You’ll have a whole team of trained health care providers to help you live well with kidney failure. The following people may be part of your health care team:

Nephrologist. A doctor who specializes in kidney health and oversees your treatment.

Dialysis nurse. A dialysis nurse will monitor your in-center dialysis and will see you monthly if you’re doing home or peritoneal dialysis. The nurse will make sure you’re taking your medicines correctly and help you find ways to lessen the side effects of dialysis. If you do home hemodialysis or peritoneal dialysis, your dialysis nurse will teach you how to set up your treatment, take care of the equipment, and watch for infections or other problems.

Transplant coordinator. A specially trained nurse who will be your point of contact, arrange your appointments, and teach you what to do before and after the transplant.

Renal dietitian. A renal dietitian is trained to help people with kidney failure. Your dietitian will help you make choices about what to eat and drink to help your treatment work better so you’ll feel better.

Social worker. Dialysis clinics and transplant centers have a social worker who works with people who have ESRD. Your renal social worker can help you find answers to problems such as

►keeping a job or changing jobs
►getting help paying for treatments
►finding services to help with transportation or chores around the house
►finding counseling services to deal with family problems

Family and friends. Allowing your friends and family to help and sharing news about your kidney disease can make a big difference in how you feel. Studies show that being connected to other people can help your health.
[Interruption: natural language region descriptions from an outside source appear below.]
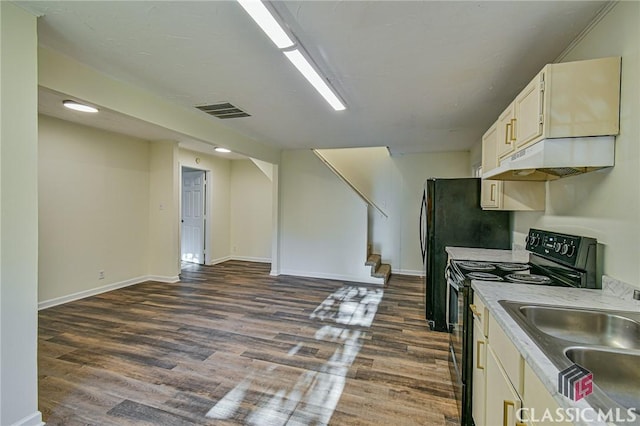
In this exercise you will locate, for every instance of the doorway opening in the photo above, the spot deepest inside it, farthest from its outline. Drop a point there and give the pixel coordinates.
(193, 216)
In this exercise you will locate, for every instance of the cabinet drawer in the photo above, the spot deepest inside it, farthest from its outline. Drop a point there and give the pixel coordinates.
(509, 357)
(480, 315)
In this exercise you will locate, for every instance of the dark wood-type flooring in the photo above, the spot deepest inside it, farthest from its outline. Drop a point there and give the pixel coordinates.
(230, 344)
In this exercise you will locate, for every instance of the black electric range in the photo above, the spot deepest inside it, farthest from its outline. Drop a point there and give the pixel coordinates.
(554, 260)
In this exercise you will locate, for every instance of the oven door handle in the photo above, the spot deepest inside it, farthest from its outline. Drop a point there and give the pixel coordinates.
(474, 310)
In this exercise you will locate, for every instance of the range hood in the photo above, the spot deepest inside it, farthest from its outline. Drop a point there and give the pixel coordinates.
(552, 159)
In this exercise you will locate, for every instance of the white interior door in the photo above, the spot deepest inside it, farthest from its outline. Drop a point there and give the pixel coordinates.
(193, 216)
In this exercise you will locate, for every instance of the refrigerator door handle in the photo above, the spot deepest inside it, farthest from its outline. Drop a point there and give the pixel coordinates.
(423, 243)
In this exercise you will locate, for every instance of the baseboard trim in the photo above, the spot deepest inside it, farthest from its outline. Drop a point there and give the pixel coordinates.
(103, 289)
(218, 260)
(252, 259)
(163, 279)
(338, 277)
(412, 272)
(34, 419)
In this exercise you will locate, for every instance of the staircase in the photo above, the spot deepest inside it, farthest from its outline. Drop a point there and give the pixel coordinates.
(378, 269)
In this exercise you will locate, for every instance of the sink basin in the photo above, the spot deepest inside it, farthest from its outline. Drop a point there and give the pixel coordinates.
(584, 326)
(605, 342)
(617, 374)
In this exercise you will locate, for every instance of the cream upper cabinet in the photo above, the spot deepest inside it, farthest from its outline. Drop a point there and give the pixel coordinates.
(504, 132)
(506, 195)
(489, 148)
(570, 99)
(528, 121)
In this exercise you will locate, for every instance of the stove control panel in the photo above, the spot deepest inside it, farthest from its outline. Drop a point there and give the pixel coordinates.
(570, 250)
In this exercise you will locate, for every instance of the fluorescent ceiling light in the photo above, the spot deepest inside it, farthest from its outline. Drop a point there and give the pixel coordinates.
(305, 68)
(265, 20)
(77, 106)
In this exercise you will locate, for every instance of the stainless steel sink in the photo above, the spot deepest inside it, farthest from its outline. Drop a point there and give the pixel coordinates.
(616, 373)
(605, 342)
(585, 326)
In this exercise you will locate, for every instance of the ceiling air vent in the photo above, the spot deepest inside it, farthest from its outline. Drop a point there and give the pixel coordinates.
(223, 110)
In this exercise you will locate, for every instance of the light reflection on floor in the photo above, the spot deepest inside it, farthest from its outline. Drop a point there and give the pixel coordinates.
(343, 318)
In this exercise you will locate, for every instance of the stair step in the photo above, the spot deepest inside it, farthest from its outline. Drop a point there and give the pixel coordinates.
(378, 269)
(384, 271)
(373, 260)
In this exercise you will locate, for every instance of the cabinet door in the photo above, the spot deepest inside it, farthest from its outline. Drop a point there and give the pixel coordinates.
(529, 112)
(479, 374)
(491, 194)
(538, 400)
(505, 134)
(503, 403)
(489, 148)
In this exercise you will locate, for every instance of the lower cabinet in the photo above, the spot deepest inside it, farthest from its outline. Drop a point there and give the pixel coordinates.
(479, 382)
(506, 391)
(503, 402)
(540, 404)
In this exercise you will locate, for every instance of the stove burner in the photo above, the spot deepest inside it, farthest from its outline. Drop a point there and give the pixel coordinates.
(476, 266)
(483, 276)
(528, 279)
(512, 267)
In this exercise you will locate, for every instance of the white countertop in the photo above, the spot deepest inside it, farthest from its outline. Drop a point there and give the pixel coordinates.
(488, 255)
(491, 292)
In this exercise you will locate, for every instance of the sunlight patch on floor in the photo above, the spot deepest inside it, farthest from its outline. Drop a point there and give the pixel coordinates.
(343, 318)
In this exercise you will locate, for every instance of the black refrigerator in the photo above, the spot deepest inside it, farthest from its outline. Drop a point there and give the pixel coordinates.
(451, 215)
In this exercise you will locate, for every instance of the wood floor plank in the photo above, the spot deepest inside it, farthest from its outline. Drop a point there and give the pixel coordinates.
(229, 344)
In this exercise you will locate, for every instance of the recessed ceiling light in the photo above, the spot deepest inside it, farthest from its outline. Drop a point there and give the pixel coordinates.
(77, 106)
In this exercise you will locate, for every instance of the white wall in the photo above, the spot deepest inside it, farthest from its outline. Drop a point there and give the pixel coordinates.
(219, 216)
(251, 207)
(18, 217)
(395, 184)
(323, 229)
(605, 204)
(93, 208)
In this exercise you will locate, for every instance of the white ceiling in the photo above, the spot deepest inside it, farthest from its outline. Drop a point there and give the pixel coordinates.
(417, 76)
A strong support system of family and friends can make it easier to deal with health problems and life changes. Be sure to spend time with friends or keep in touch with them by phone or email. Stay involved in activities that interest you.

You. Taking charge of your own medical care can help you feel more in control of your life. Take all your medicines and keep all your appointments. Work with your health care team to learn about different kidney failure treatments, and let them know what kind of treatment you want. Ask questions when your health care provider tells you something you don’t understand. If you choose home hemodialysis or peritoneal dialysis, tell your dialysis nurse about any problems you have with equipment or supplies. If you have a transplant, talk with your transplant coordinator if your medicines cause side effects. You are your own best advocate.